Oil woes: In Algeria, the time for 'sacrifices' has come
ALGIERS – A potent combination of inflation, currency depreciation, and the sharp decline in oil prices has hurt the Algerian economy, with many having to cut back on food and expenditures.
“With our three children, it is really hard to get through. Now, when I go to the butcher, I don’t buy chicken legs anymore. I take only the wings, which are less expensive. I’ve also given up on going to the hairdresser and renewing my contact lenses,” said Saliha, a mother of three and an employee for a private company in Algiers.
With some estimates claiming that as much as 97 percent of Algeria’s economy is dependent on oil and gas revenue, the dramatic fall of oil prices (which have seen crude tumble 75 percent since the summer of 2014), has dug a deep hole in the country’s finances. The World Bank has calculated that the budget deficit has almost doubled between 2014 and 2015, from 6.2 percent to 11.5 percent.
From hairdressing to coffee
This year started with a series of government measures, known as Finance Law 2016, that have been deeply unpopular – raising VAT for some products and services like mobile phone contracts, as well as raising taxes on imported products such as bananas.
This has led to ordinary Algerians being squeezed on two fronts - even as the economy has been doing poorly, prices have been jumping across all sectors. Seeing a doctor is now 500 dinars ($4.65) more expensive, while coffee shops and barbers have increased their prices.
Still, according to the economist Hassan Haddouche, “the worst is yet to come”.
“If people did not like the Finances Law 2016, they will hate the next one”, he told MEE.
“For now, we [Algeria] are protected by our [foreign currency] reserves, but in three or four years, we will be short of money. And we will find ourselves in the situation of Venezuela, which cannot exploit its important oil resources because it has stopped attracting foreign capital. This is how you get to the worst-case scenario: cessation of payments, resorting to the money machine to pay civil servants, widespread shortage, and hyperinflation.”
An anaesthetised society
Mustapha Zebdi, president of the Consumer Protection Association, told MEE that “people are scared”.
He believes that this uncertainty is to blame for the failure of the newly introduced consumer credit, only available since last January, to take off as expected.
Smain Kouadria, deputy of the Party of the Workers (PT), Algeria's socialist party, who tours the country every Saturday to “take the temperature”, notes that “discontentment and fear” are affecting all social categories, “from the unemployed to the executives”.
This has already provoked "movements of protest" against the deterioration of living standards, he added in reference to a rash of strikes that took place last year.
From gas-station attendants to public health sector employees in the east, to milk distributors, everyone in the country is hurting economically, according to Kouadria.
“For the time being, society is anaesthetised because the state is able to continue subsidising some goods and to maintain social peace”, explained economist Haddouche.
“But the pauperisation of society is unsolvable. Algeria risks facing a widespread social explosion even before the exhaustion of its [oil] reserves. Because society will not be able to continue accepting the sacrifices that it will be asked to make.”
The government is also starting to feel the pressure.

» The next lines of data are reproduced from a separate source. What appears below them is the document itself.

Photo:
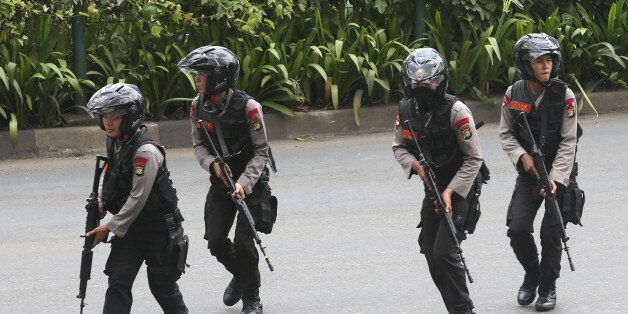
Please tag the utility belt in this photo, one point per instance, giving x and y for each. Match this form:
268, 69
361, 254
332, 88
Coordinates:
178, 243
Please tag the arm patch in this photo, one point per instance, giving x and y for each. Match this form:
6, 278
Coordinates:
139, 164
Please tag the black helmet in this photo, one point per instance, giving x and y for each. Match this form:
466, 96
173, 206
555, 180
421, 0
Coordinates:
219, 63
426, 65
119, 99
532, 46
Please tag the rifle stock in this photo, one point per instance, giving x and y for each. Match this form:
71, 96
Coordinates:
550, 196
92, 221
241, 205
439, 200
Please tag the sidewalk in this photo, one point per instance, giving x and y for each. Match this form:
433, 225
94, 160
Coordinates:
80, 140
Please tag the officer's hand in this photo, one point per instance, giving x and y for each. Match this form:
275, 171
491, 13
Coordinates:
447, 199
553, 185
101, 209
528, 165
416, 166
239, 192
219, 173
100, 234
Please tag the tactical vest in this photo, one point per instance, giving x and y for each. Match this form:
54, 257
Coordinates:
235, 132
545, 120
437, 138
118, 179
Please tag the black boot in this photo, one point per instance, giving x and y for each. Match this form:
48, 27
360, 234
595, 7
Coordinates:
251, 303
527, 291
546, 301
233, 293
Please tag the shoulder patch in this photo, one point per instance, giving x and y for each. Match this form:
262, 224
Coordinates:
139, 163
408, 136
570, 110
255, 120
209, 126
463, 127
192, 110
520, 106
252, 113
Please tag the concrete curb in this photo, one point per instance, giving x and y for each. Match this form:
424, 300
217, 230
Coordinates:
81, 140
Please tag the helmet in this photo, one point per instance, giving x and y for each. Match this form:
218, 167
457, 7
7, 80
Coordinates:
119, 99
426, 65
532, 46
219, 63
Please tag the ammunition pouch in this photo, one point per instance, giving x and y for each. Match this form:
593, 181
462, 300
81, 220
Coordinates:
468, 219
263, 205
572, 200
178, 242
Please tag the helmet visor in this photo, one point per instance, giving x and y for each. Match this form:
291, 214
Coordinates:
428, 71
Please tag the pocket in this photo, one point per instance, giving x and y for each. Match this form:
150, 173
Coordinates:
512, 202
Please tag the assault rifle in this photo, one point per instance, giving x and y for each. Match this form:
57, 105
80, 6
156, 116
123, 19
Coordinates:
241, 205
92, 221
550, 196
438, 199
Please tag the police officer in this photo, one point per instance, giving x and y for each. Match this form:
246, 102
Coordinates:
445, 129
235, 122
138, 191
550, 109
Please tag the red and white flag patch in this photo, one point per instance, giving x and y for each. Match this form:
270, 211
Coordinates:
463, 127
506, 101
520, 106
408, 135
570, 107
254, 119
139, 163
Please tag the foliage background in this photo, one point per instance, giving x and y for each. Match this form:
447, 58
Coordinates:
295, 54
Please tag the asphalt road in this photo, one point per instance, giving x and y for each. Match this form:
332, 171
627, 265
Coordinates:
345, 240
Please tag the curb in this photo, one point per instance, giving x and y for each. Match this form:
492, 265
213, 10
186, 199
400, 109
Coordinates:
72, 141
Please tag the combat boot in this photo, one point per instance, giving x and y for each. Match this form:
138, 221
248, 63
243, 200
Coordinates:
233, 293
546, 301
251, 303
527, 291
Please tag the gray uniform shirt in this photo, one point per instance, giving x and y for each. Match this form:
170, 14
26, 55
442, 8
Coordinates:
461, 122
151, 158
257, 133
561, 167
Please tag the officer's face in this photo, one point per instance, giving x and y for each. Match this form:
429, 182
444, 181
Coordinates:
112, 125
431, 86
542, 68
201, 82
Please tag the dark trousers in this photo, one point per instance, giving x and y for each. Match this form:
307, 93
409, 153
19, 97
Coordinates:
239, 257
522, 211
124, 262
444, 263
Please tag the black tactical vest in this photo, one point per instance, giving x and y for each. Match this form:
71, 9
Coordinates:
117, 182
234, 129
545, 121
437, 138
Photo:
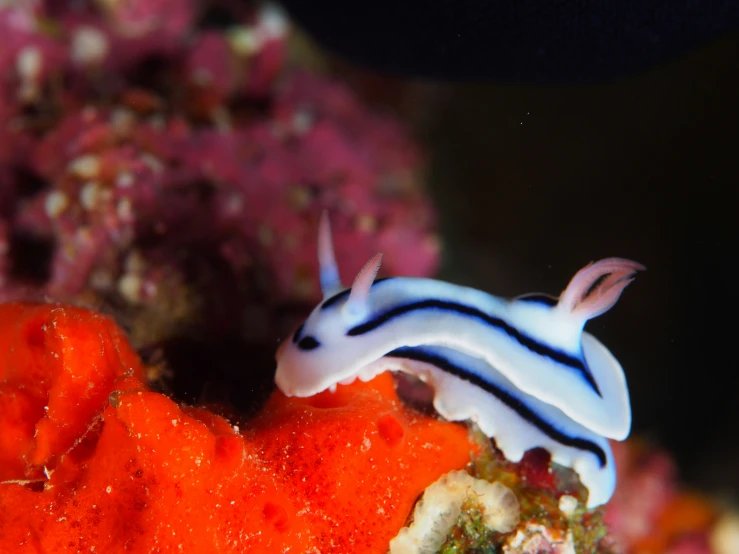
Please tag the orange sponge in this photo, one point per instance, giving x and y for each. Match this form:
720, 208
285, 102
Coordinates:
132, 471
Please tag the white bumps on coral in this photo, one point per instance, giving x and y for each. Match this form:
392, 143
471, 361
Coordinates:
437, 512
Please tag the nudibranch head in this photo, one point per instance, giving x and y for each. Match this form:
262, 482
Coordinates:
320, 353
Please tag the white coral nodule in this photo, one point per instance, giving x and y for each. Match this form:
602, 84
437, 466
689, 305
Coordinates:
437, 512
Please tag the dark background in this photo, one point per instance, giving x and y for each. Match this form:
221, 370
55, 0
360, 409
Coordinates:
534, 181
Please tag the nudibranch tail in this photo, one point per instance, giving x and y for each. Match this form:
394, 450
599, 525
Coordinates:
356, 304
597, 287
329, 270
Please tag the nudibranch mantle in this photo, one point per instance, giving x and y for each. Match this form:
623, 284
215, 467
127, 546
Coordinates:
523, 369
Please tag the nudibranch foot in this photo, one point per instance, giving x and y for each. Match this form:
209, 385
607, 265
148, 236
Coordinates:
518, 422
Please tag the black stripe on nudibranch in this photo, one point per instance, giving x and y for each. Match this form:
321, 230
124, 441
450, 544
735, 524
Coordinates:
524, 340
308, 343
515, 404
298, 332
339, 296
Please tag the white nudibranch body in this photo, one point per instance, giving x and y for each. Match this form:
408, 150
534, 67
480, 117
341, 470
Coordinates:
523, 369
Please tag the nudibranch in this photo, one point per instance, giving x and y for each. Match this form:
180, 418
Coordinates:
523, 369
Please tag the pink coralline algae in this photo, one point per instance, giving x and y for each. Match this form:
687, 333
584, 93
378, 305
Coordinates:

The word “sacrifice” has now been dropped for a 24 February presidential press release. In the original statement, President Abdelaziz Bouteflika called on the Algerians “to follow the example of the glorious shuhada [martyrs of the Liberation war] who snatched the independence of the country at the cost of heavy sacrifices”, in reference to the history of Algeria, which has always been made “in an unfavourable economic and security context”.
Viral panic
Last week, a panic broke out in Algeria after news broke that the government would suspend its free trade agreement with the European Union (EU) and the Arab zones, hitting export and import businesses hard.
Brahim, who works in meat processing, told MEE that this meant his products would become 40 percent more expensive which would "destroy everything which I have been building for years”.
The panic, which followed the circulation of a leaked note, went viral. Two days later authorities denied that the free trade deal had been suspended, but Brahim says the mixed signals are still proving devastating for business.
“Despite all this mess, those in power did not deem it necessary to issue a disclaimer or communicate clearly, so we still don’t know what to believe. It is terrifying,” he added.
Confrontation between two ruling trends
A businessman from Oran, an important coastal city that is located in the north-west of Algeria, whose goods have been blocked in the harbour for several weeks after the government’s decision to limit imports, told MEE: “Actually, we don’t understand anything now. Decisions are taken but nobody is informed. We are not going to improve the economy like this.”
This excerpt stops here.